Она взмахнула белой ладонью и вытерла его рот от шоколада.

– От шоколада, – сообщила она, чтобы Иван Дмитриевич не смущался. – Вы, Иван Дмитриевич, несчастный человек?

– Чего ради?! У меня уютная квартира, жена, машина. Р-ррр-абота! Не пыльная, гмммм…

– Потому и несчастный, что квартира, жена, машина, ррр-абота! Вот были бы у вас плохая жена, дрянная квартира, гадкая машина и мерзопакостная работа… Тогда бы…

– Что тогда?

– Тогда бы вы узнали счастье. Глаза у вас собачьи. Раненые. Извините! Собака, может, и думает о простом, о косточке, а грустит. Так и вы. Я заметила, вы все время думаете, думаете, думаете…

– Ты разве не такая?

Она промолчала.

– Ты разве не такая?

– Да ну, я веселая. Если чего в голову залезет, шоколадку откушу, музыку поставлю, душ, ногти вот, – она растопырила пальцы, – и проходит. Я книжки читаю. Достоевского. «Идиота» осилила. Скучища! За что его японцы любят? Знаете, кто там идиот?

– Понятно: князь Мышкин!

– Не-а! В этот раз не угадали. Настасья Филипповна – идиот! Нрав-ствен-ный идиот. Играет с этим мужичьем, как с куклами. А мужики деньги в камин кидают, рубаху на груди рвут, рыдают. Бабы, бабы – не муж-чи-ны! У Настасьи же Хвилипповны – ни капли жалости. Вот купец Рогожин ее и пырнул ножиком, раскусил ее купец Рогожин. А мужчин надо жалеть, они дорастают только до четырнадцати-пятнадцати лет. Потом амбец, останавливаются в развитии. Или околевают. Мужчины всю жизнь дети. Войны заводят, бесятся оттого, что судьба не складывается, а им надо прыгать на одной ножке.

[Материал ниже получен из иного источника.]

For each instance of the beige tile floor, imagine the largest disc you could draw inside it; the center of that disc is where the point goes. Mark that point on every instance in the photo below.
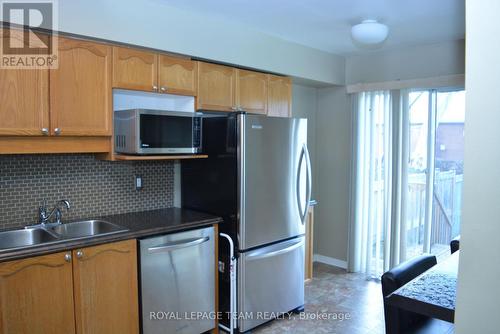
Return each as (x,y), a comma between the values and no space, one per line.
(334,292)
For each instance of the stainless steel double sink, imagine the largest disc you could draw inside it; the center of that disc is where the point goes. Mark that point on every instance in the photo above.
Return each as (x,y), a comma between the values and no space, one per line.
(50,233)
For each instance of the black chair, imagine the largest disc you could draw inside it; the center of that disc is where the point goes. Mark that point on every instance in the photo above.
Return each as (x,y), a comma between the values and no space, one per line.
(398,321)
(455,244)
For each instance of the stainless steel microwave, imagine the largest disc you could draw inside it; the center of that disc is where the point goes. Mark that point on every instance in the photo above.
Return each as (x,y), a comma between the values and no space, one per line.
(143,132)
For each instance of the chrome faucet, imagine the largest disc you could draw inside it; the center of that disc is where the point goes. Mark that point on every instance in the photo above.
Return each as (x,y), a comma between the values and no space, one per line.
(43,217)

Доктор вспомнил недавний рисунок Елкина – шестеренки вместо кишок.

– Не все! – сказал он и весело взял ее за затылок.

Чуточку пружина… Он опять, как вчера, провел ладонью. Птичий, шелковый, теплый овал.

– Не надо! – вздохнула она. – Не надо ничего портить!

Иван Дмитриевич взглянул ей в глаза. И там увидел то, чего не ожидал. Она испугалась. Она как бы говорила: «Да, да, да, я твоя, вся насквозь, вся, с золотыми ногтями и с крошками шоколада, с компотом в мозгах и с этой бритой под ноль модной головой. Бери! Но я боюсь. Опять будет, как всегда было. Тяга. Зов. Ночь. Друг в друга. Нос в нос, плечи в плечи. Мои пальцы, твои пальцы. Но потом – холод, другая ночь, бррр, зачем, зачем. Это – не любовь! Я, если честно, боюсь».

Голубев уже не знал, что говорить. И что делать. И надо ли говорить. И надо ли делать.

– Рассвело! – показала она глазами на окно. – Мне пора.

Она извинилась. За что?

И исчезла. Без стука, без скрипа. На невидимых пуантах.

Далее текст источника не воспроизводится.